Wout van Aert (Visma-Lease a Bike) est lui mathématiquement assuré d’être le 13e Belge à remporter le classement par points, le deuxième de ce siècle après Greg Van Avermaet en 2008. Santiago Buitrago (Bahrain Victorious) sera lui le cinquième Colombien à remporter le classement de la montagne après Luis Herrera (1987, 1991), Oscar de Jesus Vargas (1989), Martin Farfan (1990) et Felix Cardenas (2003, 2004). Quant au classement du meilleur jeune, Oscar Onley (Netcompany Ineos) va devenir le premier Britannique à en être lauréat.

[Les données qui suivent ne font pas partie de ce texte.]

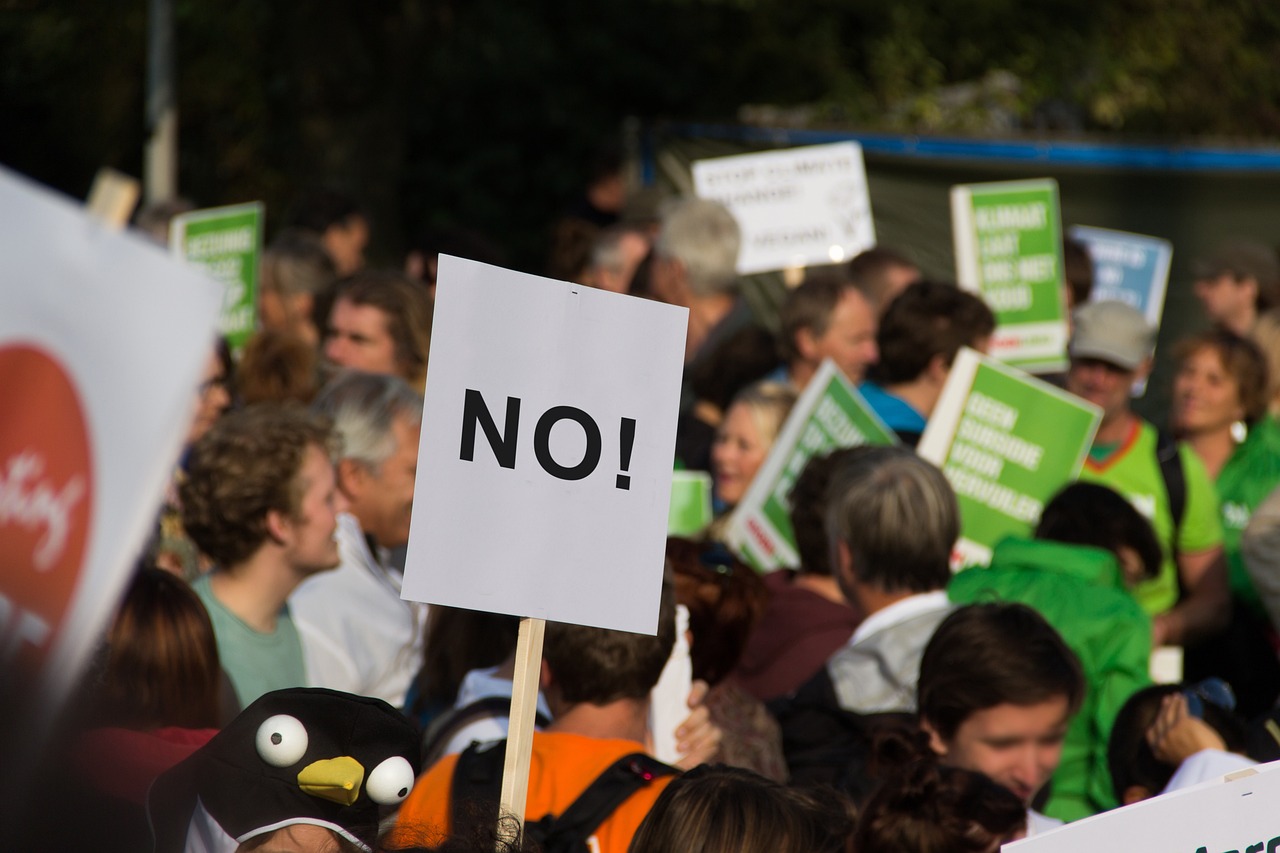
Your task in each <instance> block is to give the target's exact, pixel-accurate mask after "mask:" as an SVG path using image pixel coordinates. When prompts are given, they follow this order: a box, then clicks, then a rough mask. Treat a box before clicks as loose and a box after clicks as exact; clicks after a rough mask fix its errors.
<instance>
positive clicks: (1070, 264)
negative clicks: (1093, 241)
mask: <svg viewBox="0 0 1280 853" xmlns="http://www.w3.org/2000/svg"><path fill="white" fill-rule="evenodd" d="M1062 278H1065V279H1066V287H1068V288H1069V289H1070V291H1071V305H1074V306H1079V305H1084V304H1085V302H1088V301H1089V297H1091V296H1092V295H1093V257H1092V256H1091V255H1089V247H1088V246H1087V245H1084V243H1082V242H1080V241H1079V240H1071V238H1070V237H1064V238H1062Z"/></svg>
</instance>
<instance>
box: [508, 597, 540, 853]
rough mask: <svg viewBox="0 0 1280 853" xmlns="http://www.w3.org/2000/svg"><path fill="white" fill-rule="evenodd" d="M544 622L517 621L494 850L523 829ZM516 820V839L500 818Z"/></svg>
mask: <svg viewBox="0 0 1280 853" xmlns="http://www.w3.org/2000/svg"><path fill="white" fill-rule="evenodd" d="M545 631H547V620H545V619H529V617H526V619H521V620H520V637H518V638H517V640H516V671H515V676H513V679H512V692H511V724H509V727H508V729H507V756H506V761H504V763H503V766H502V800H500V808H499V812H498V839H499V844H498V849H503V845H504V843H508V841H518V840H520V834H522V833H524V826H525V802H526V800H527V798H529V763H530V758H531V756H532V748H534V721H535V716H536V713H538V681H539V678H538V676H539V674H540V671H541V666H543V635H544V634H545ZM507 815H512V816H515V817H517V818H518V820H520V825H518V826H520V830H518V833H517V835H516V838H511V833H509V829H511V827H509V826H504V825H503V820H502V818H503V817H504V816H507Z"/></svg>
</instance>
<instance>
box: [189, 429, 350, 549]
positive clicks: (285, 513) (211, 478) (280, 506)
mask: <svg viewBox="0 0 1280 853" xmlns="http://www.w3.org/2000/svg"><path fill="white" fill-rule="evenodd" d="M333 452H334V439H333V430H332V428H330V425H329V423H328V421H326V420H325V419H323V418H320V416H319V415H312V414H310V412H307V411H306V410H305V409H302V407H300V406H291V405H276V403H261V405H257V406H250V407H247V409H243V410H241V411H237V412H233V414H230V415H227V416H225V418H223V419H221V420H220V421H219V423H218V424H215V425H214V428H212V429H210V430H209V432H207V433H206V434H205V437H204V438H201V439H200V441H198V442H197V443H196V446H195V448H193V450H192V452H191V459H189V464H188V467H187V479H186V480H184V482H183V483H182V487H180V497H182V512H183V517H182V520H183V525H184V526H186V529H187V533H188V535H191V538H192V540H193V542H195V543H196V546H197V547H198V548H200V549H201V551H202V552H204V553H206V555H207V556H209V557H211V558H212V560H214V561H215V562H216V564H218V565H219V566H220V567H221V569H224V570H233V569H234V567H236V566H239V565H241V564H243V562H246V561H247V560H250V558H251V557H253V556H255V555H256V553H257V552H259V549H261V548H264V547H270V548H274V549H275V551H276V552H279V555H280V556H282V557H283V558H284V560H285V561H287V562H288V564H289V566H292V567H293V569H294V570H296V571H298V573H301V574H311V573H314V571H323V570H326V569H333V567H335V566H337V565H338V561H339V560H338V544H337V542H335V540H334V530H335V529H337V515H338V512H339V511H340V510H342V508H343V507H344V506H346V502H344V501H343V500H342V497H340V496H339V494H338V491H337V484H335V479H334V470H333V464H332V462H330V457H332V456H333Z"/></svg>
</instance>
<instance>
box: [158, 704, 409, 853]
mask: <svg viewBox="0 0 1280 853" xmlns="http://www.w3.org/2000/svg"><path fill="white" fill-rule="evenodd" d="M420 743H421V742H420V739H419V733H417V729H416V727H415V726H413V724H412V722H410V721H408V720H407V719H406V717H404V716H403V715H402V713H399V712H398V711H396V710H394V708H393V707H392V706H389V704H387V703H385V702H383V701H381V699H374V698H370V697H362V695H352V694H349V693H339V692H337V690H326V689H321V688H294V689H288V690H275V692H271V693H266V694H264V695H262V697H260V698H259V699H257V701H255V702H253V703H252V704H250V706H248V707H247V708H244V711H242V712H241V713H239V716H237V717H236V719H234V720H232V722H230V724H229V725H228V726H227V727H225V729H223V730H221V731H220V733H218V734H216V735H214V738H212V739H210V740H209V743H206V744H205V745H204V747H201V748H200V749H197V751H196V752H195V753H192V754H191V756H189V757H188V758H187V760H186V761H183V762H180V763H179V765H177V766H174V767H173V768H170V770H169V771H166V772H165V774H164V775H161V776H160V777H159V779H156V781H155V783H154V784H152V785H151V790H150V793H148V795H147V813H148V818H150V821H151V830H152V834H154V836H155V850H156V853H183V852H187V853H191V852H195V850H200V852H202V853H204V852H207V853H219V852H221V850H228V852H233V850H236V848H237V847H238V845H239V844H243V843H244V841H247V840H250V839H253V838H257V836H260V835H264V834H266V833H273V831H275V830H278V829H283V827H285V826H293V825H298V824H311V825H315V826H321V827H325V829H329V830H332V831H333V833H335V834H337V835H339V836H342V838H344V839H346V840H348V841H351V843H352V844H355V845H356V847H358V848H361V849H364V850H369V849H370V847H369V844H370V841H372V838H374V835H375V834H376V830H378V820H379V817H380V813H381V809H383V808H384V807H385V808H394V807H396V806H398V804H399V803H401V802H403V799H404V798H406V797H408V792H410V789H411V788H412V786H413V779H415V774H416V767H417V761H419V751H420Z"/></svg>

Tobias Johannessen enfin récompensé
Le rythme commence à s’accélérer dans le circuit final de Granada, long de 9,8 kilomètres et à boucler à quatre reprises. La première offensive vient du Français Bastien Tronchon (Groupama-FDJ United), vainqueur à Elche de la Sierra, qui accélère à 27 kilomètres de l’arrivée. Ses compatriotes Valentin Paret-Peintre (Soudal Quick-Step), Léo Bisiaux (Decathlon CMA CGM) et Axel Laurance (Netcompany Ineos) l’accompagnent, de même que Finn Fisher-Black (Red Bull-Bora-Hansgrohe), Matthew Brennan (Visma-Lease a Bike), Milan Vader (Pinarello Q36.5), Thibau Nys (Lidl-Trek) et Alessandro Romele (XDS Astana). Ils sont finalement repris à 19 kilomètres du but.

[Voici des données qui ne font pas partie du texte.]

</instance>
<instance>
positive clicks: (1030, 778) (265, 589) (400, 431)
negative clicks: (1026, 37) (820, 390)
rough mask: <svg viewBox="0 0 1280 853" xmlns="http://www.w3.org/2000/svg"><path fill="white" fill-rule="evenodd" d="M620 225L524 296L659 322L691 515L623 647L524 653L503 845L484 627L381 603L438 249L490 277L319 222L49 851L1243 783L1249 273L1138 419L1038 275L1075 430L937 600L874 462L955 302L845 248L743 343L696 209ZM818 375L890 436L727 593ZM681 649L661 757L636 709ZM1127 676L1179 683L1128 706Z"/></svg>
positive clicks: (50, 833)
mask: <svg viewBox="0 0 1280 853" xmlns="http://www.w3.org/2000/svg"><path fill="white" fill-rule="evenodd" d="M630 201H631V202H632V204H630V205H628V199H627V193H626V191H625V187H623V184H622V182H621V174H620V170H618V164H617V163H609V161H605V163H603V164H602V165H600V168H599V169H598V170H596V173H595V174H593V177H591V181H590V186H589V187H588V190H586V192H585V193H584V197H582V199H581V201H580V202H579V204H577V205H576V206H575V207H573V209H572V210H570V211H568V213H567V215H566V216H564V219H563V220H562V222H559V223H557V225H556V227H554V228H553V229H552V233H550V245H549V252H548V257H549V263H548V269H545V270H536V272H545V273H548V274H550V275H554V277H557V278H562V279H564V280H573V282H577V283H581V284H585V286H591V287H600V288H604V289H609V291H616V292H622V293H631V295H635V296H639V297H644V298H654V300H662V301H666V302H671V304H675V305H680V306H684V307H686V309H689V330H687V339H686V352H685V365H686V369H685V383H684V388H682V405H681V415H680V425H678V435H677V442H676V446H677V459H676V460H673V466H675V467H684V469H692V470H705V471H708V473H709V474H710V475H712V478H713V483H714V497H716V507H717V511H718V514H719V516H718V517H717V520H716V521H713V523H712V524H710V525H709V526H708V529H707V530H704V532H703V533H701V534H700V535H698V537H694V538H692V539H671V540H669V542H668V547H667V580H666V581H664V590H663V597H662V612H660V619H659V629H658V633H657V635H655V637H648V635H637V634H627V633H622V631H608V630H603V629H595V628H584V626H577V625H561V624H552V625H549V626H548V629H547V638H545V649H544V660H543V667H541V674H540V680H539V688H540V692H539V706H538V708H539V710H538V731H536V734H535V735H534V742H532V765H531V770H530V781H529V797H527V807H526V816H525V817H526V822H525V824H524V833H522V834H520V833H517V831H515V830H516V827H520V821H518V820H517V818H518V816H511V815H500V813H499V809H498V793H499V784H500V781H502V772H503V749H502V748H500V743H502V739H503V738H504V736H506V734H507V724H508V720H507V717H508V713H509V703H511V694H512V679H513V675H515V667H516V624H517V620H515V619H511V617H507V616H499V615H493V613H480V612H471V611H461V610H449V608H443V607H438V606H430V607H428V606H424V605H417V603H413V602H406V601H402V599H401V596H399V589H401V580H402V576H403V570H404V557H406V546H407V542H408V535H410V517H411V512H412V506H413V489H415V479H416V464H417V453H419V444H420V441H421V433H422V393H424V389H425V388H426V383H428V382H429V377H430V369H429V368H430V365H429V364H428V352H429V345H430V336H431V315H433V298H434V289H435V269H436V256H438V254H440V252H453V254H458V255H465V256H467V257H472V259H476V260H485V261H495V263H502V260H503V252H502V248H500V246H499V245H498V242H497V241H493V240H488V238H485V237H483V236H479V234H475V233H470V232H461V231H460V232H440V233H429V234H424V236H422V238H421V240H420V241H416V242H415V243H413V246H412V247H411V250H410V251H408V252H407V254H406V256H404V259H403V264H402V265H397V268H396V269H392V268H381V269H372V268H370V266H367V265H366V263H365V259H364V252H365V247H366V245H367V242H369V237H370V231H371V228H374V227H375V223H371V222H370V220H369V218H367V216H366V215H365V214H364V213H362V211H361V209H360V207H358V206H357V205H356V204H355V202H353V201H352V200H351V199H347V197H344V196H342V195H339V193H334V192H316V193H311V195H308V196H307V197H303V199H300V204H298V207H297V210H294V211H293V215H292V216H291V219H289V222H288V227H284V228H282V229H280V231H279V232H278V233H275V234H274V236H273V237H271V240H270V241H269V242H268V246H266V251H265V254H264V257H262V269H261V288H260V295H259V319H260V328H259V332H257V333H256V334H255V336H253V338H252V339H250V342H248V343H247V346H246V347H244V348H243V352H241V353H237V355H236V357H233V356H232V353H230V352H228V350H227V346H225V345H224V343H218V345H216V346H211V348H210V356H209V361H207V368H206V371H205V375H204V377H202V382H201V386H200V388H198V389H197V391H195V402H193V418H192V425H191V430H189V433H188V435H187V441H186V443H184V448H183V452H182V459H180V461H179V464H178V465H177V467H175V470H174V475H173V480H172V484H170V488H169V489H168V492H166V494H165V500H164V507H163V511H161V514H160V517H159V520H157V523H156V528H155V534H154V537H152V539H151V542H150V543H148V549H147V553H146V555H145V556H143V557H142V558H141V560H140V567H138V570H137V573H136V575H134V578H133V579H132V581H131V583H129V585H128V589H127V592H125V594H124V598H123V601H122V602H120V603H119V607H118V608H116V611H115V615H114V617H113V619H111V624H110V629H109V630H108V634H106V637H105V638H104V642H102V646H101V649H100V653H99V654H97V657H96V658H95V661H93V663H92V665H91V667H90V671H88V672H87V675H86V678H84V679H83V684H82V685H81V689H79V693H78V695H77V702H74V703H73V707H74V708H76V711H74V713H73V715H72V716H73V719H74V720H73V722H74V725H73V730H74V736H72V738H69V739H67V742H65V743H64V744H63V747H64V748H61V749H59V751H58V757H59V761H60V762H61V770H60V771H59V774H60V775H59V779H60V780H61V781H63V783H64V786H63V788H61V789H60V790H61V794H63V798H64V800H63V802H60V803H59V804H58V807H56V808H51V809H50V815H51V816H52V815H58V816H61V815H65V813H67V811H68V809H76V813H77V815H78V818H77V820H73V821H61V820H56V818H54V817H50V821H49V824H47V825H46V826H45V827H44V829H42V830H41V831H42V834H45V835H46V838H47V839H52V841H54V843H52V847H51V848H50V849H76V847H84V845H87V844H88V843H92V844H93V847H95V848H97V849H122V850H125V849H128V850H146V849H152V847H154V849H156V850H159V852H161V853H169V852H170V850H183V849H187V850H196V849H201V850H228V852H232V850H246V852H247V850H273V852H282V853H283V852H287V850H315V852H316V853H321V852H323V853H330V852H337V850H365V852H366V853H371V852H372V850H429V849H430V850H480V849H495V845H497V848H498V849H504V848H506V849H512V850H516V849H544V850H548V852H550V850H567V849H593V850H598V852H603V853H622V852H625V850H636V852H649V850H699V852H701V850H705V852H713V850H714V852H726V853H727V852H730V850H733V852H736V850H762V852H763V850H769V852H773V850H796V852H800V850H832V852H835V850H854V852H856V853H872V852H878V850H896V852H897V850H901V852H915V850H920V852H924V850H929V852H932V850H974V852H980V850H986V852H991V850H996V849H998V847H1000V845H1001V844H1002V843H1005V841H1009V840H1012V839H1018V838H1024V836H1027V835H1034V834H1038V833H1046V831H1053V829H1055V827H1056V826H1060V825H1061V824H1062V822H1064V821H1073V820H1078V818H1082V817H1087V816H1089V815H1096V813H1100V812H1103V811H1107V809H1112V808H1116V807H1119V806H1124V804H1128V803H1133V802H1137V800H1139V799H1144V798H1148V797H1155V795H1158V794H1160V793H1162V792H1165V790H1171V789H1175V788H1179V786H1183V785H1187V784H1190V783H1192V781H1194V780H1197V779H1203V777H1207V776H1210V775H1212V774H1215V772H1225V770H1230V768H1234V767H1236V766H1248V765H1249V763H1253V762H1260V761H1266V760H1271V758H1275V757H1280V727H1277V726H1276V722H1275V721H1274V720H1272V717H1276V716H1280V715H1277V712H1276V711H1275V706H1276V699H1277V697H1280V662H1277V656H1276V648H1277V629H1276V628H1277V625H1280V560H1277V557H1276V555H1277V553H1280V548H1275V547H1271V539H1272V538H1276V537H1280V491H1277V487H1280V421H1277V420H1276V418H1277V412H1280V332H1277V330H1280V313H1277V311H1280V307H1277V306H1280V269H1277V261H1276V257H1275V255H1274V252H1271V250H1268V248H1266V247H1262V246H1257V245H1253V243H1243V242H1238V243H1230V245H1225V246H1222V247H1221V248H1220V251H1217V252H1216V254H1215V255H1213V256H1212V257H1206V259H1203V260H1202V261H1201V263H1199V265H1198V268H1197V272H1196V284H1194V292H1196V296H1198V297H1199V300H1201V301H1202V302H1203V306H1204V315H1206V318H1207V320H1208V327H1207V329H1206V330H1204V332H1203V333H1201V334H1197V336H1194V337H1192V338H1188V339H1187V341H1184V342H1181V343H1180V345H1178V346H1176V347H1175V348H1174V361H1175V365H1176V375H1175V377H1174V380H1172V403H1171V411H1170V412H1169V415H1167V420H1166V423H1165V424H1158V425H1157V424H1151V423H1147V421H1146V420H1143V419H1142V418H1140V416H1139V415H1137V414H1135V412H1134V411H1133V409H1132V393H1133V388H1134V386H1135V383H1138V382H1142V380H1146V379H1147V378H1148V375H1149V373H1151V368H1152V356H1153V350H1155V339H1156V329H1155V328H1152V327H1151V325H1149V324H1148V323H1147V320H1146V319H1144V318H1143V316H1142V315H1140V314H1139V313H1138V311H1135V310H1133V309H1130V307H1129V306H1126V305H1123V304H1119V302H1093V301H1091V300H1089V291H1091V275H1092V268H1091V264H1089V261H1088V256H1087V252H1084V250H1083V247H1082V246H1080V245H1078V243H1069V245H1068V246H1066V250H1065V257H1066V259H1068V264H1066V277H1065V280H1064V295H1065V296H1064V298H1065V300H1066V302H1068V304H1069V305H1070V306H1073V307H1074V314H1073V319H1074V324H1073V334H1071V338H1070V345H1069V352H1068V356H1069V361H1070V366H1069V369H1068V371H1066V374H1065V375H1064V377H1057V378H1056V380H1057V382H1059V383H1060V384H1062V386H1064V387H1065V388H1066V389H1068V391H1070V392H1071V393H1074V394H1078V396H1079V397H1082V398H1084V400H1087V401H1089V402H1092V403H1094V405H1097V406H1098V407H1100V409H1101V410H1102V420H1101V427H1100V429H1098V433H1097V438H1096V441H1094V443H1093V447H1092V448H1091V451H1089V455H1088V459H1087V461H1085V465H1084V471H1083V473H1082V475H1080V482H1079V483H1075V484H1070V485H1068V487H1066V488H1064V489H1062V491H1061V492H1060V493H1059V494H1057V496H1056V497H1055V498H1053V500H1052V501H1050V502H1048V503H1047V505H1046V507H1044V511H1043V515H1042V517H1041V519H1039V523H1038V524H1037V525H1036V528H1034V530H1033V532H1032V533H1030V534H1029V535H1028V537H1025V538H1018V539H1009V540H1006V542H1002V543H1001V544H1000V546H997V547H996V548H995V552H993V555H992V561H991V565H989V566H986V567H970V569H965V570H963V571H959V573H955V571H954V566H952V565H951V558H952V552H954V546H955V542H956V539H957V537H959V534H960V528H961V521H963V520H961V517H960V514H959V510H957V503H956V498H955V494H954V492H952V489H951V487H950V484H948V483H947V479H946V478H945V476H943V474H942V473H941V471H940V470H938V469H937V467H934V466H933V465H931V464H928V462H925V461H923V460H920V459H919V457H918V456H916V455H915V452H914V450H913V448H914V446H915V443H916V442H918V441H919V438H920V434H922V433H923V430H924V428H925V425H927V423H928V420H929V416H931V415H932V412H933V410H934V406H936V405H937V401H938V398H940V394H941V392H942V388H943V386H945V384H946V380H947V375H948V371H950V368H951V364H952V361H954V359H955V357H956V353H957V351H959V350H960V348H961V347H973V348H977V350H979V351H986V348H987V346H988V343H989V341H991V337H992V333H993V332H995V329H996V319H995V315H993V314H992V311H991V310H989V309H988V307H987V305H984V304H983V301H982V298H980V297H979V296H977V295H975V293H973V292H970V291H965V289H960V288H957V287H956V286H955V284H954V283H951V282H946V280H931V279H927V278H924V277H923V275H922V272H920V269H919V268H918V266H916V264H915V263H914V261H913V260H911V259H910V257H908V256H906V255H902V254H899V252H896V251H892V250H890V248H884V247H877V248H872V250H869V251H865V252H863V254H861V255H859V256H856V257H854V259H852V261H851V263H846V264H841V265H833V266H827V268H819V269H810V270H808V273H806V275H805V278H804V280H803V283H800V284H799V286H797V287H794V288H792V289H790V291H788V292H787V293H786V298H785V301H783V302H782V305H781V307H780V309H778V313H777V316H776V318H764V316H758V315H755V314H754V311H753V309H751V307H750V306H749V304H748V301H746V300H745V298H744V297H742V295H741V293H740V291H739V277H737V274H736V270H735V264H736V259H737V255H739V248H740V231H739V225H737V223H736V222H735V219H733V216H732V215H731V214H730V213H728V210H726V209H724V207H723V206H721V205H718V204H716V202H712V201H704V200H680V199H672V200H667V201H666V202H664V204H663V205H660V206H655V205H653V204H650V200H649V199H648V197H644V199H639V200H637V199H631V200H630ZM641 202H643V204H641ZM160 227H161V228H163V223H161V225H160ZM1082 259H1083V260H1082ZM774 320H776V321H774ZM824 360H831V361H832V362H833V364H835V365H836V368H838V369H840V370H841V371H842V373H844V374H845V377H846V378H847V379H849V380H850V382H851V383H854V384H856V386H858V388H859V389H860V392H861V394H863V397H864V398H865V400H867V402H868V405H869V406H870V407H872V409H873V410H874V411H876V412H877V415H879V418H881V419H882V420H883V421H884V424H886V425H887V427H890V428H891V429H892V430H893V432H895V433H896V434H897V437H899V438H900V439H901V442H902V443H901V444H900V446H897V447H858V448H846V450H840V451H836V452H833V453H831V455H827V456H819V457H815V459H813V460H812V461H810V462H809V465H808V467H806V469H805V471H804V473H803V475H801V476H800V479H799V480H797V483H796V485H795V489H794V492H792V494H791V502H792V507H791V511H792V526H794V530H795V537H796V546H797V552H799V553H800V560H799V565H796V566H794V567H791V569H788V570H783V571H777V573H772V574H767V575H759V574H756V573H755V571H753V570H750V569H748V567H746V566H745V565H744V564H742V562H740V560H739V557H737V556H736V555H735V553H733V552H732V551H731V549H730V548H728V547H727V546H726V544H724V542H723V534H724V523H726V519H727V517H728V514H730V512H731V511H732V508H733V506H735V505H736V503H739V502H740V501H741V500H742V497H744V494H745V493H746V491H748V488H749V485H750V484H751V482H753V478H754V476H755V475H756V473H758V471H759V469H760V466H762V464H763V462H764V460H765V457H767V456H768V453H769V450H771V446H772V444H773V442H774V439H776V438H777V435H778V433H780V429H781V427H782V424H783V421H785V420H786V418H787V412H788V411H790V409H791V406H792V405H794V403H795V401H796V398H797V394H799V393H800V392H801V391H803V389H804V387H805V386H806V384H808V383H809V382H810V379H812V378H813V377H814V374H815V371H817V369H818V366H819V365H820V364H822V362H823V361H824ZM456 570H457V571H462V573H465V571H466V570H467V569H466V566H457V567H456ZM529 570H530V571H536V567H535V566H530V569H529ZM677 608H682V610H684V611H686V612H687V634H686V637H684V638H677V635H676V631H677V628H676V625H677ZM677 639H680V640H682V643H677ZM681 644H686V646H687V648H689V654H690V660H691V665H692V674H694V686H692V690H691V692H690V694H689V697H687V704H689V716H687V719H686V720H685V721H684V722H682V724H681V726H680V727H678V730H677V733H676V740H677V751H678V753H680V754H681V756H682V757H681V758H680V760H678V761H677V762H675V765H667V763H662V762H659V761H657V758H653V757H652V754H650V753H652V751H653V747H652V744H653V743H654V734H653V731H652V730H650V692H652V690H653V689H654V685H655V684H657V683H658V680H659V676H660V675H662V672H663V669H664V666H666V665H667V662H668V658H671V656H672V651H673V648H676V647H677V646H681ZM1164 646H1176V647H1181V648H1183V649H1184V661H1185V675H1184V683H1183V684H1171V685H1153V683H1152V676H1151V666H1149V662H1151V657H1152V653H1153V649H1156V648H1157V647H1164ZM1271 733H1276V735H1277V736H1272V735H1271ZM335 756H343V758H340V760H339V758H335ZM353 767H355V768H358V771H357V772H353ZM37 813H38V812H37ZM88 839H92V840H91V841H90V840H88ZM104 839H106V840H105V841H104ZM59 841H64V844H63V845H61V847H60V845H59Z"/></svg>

Un groupe de 11 coureurs finit par s’isoler pour se disputer la victoire. Les attaques fusent de toutes parts, venant notamment de Pello Bilbao (Bahrain Victorious) et Axel Laurance, mais personne ne parvient à faire la différence. Ramses Debruyne (Alpecin-Premier Tech) trouve la faille à l’entame du dernier kilomètre, suivi comme son ombre par Alessandro Romele (XDS Astana) et Tobias Johannessen (Uno-X Mobility). L’Italien est censé avoir la meilleure vitesse de pointe, mais le Norvégien attaque en premier et résiste à son retour.
Après avoir obtenu deux podiums d’étapes sur le Tour de France, puis deux autres sur cette Vuelta 26, Johannessen est enfin récompensé de ses efforts. Il décroche sa première victoire sur un Grand Tour. Quelques minutes plus tard, et après que les temps aient été neutralisés à 9,8 kilomètres de l'arrivée (quatrième et dernier tour du circuit final), les maillots distinctifs et hommes du classement général franchissent l'arrivée pour confirmer définitivement les résultats cités précédemment.